An example. The federal government can raise the rate of my taxation but they will not increase revenue from me. I will (Already have) react in a protective manner that ensures they don't get more from me than I feel is reasonable. Period. And so will most everyone else. When they cut my rates, I feel motivated and am willing to take on more work, utilize the resources of others and the federal government in turn, gets mo money from Dutch and his cohorts. Like many others, I'll just wait 'em out, 'cause we've been through similar sheet before and sooner or later, we'll get back to sanity.
Look at the death tax. They wanna collect taxes from estates worth more than a million bucks. Do you or anyone else think those people won't react in a protective manner? Maybe they catch a few paydays from accidental deaths to people caught with their pants down, but for the most part, people prepare. It was this topic and Obambi that spurred revisions to my own Mother's estate.

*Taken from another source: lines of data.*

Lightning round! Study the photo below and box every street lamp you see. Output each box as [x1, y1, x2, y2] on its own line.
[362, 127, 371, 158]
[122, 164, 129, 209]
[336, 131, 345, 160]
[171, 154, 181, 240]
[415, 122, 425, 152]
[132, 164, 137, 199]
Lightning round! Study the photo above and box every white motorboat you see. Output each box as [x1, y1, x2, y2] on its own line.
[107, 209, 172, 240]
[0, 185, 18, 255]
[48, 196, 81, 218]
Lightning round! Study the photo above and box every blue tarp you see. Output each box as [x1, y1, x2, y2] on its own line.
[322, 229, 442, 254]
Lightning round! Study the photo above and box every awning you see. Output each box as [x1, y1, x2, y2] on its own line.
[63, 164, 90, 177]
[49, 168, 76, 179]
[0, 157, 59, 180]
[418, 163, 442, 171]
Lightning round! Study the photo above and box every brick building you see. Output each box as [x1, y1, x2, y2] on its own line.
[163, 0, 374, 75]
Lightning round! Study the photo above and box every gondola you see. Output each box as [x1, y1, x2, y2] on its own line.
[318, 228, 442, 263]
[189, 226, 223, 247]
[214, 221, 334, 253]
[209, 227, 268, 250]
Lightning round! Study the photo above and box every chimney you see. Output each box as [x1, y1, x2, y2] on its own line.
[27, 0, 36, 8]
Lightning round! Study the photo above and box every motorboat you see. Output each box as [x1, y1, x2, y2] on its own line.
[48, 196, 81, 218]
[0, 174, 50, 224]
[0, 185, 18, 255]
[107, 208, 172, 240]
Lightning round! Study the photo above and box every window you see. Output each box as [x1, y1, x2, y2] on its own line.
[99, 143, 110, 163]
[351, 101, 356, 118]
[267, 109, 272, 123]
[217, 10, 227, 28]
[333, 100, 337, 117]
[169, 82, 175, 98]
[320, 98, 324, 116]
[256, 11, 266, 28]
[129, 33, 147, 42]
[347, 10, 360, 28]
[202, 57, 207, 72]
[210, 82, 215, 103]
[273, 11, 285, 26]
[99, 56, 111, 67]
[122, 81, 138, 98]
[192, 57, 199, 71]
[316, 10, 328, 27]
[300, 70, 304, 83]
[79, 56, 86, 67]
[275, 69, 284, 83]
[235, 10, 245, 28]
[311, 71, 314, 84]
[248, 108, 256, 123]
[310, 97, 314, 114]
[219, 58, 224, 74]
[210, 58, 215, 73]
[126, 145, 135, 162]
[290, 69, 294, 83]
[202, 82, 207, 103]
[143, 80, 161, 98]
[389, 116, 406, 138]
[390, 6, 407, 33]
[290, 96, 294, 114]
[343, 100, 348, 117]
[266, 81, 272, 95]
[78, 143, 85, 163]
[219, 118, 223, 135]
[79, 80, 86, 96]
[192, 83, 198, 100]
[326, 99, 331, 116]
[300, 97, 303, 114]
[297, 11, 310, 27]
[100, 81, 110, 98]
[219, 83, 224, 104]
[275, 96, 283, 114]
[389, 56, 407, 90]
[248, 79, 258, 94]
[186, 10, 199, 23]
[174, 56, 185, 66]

Kinda like that rule in physics... every action has an equal and opposite reaction.
You watch. The Democrats will try to ride this out until after the elections and then they'll raise everyone's rates. And collect less money.
I think where we disagree is that once you cut taxes, the wealthy people who aren't getting taxed as much will then suddenly find their philanthropic side and use that money for the better of our economy as a whole rather than their own pocketbooks.
Can we count on the folks who have the money and are supposed to create jobs to actually create American jobs and spend the money in the American economy?
I don't think they will.
Great question. When the American economy taxes corporations at rates higher than even Western Europe (the case today), I would agree with you. They'll make the jobs elsewhere. Its a big world.Can we count on the folks who have the money and are supposed to create jobs to actually create American jobs and spend the money in the American economy?
I don't think they will.
Look at California as the example and predictor for the future of the United States. Tax the crap out of people and they do business elsewhere. Yeah, California gets a bigger piece of everyone's pie, but pretty soon the pies are tarts. Do you want to cut up a big arse home-made apple pie or a frozen apple turnover from 7-11? California ain't doin' so well on those 7-11 treats.
America's headed in the same path as California. Eliminating Boosh's tax cuts will be just one of the steps toward that end.
And on that note, GOOOOOOOOOOOOOOOAAAAAAAAAAAALLLLLLLLLLL 1-0 Dutch!